Guelph General Hospital has been impacted by the arrival of the variant both by the number of people now in ICU and the age of those patients.

“The average age at the peak of the second wave for people who were int he ICU was about 70. The average age for people up to this point in the third wave has dropped to 64,” said Mercer. “That is quite a dramatic drop and it could drop even further as we move into this wave.”

People in their 30s, 40s and 50s are now being seen more often in hospitals and ICUs across the province.

“In Toronto we have had children losing their parents — not their grandparents — their parents to COVID. That is something that is really important that we prevent as we try to stop the spread of COVID in our area so we can keep our families healthy and well,” she added.

Mercer said WDG Public Health is trying to get as many vaccines into the local population as fast as it can.

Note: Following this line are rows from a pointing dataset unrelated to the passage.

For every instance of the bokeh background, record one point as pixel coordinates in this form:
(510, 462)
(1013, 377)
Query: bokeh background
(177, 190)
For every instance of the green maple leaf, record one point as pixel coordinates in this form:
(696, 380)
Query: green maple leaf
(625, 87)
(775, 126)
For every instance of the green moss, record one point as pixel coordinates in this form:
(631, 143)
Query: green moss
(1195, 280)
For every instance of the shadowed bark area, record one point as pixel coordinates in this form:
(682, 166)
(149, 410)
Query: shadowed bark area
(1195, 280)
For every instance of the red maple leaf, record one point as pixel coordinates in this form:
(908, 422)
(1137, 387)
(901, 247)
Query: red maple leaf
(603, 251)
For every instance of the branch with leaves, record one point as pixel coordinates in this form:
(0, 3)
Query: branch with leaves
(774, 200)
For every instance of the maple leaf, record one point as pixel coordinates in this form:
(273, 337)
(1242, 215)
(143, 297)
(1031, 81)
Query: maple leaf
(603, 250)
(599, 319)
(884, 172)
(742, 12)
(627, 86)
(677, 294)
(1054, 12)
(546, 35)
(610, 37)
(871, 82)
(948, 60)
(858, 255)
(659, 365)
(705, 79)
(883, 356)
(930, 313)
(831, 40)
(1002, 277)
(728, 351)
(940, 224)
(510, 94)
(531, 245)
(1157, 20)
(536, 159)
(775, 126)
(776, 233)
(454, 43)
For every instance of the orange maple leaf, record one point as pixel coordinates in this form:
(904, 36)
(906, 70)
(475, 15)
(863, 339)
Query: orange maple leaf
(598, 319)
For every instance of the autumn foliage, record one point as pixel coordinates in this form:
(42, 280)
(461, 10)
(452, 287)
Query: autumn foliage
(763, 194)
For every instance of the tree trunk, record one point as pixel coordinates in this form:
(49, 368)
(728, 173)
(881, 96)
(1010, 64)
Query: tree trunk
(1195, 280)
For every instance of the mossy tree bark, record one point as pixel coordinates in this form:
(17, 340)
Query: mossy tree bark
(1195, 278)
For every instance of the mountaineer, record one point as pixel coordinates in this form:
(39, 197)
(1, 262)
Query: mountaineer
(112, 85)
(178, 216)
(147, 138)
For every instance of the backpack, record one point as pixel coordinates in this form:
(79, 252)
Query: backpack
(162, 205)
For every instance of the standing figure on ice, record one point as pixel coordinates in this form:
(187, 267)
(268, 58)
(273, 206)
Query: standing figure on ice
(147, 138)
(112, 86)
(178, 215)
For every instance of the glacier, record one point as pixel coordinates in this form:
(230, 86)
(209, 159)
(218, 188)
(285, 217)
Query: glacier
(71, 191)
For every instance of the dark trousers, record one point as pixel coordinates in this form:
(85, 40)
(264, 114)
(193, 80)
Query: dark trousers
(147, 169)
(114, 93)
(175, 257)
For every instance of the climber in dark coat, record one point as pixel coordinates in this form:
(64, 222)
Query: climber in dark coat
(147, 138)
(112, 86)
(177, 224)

Pfizer, Moderna and AstraZeneca are all effective, even if the person has not yet received both shots, she said.

“Right now the single dose will prevent severe disease, hospitalization and death,” she said. “I am not telling you it won’t prevent people from potentially testing positive or having mild disease, but it’s going to prevent people from dying.”

As the variants change over time Mercer said it is likely that even fully vaccinated people will require a booster at some time in the future.

In April, WDG Public Health is expecting 7,020 doses of the Pfizer vaccine every week and a total of 5,000 doses of Moderna every two weeks.

To date, 93.5 per cent of people in the region aged 80-plus have been vaccinated, with 64.7 per cent of people aged 75 to 79 also having received at least one dose.

So far, Wellington-Dufferin-Guelph has administered more doses per 100,000 people at 21,094 than the Ontario (20,702) and Canadian (21,024) averages. 

Currently, 20 per cent of the eligible population in the region has received at least one dose of a vaccine, with a target of 75 per cent by June 2021.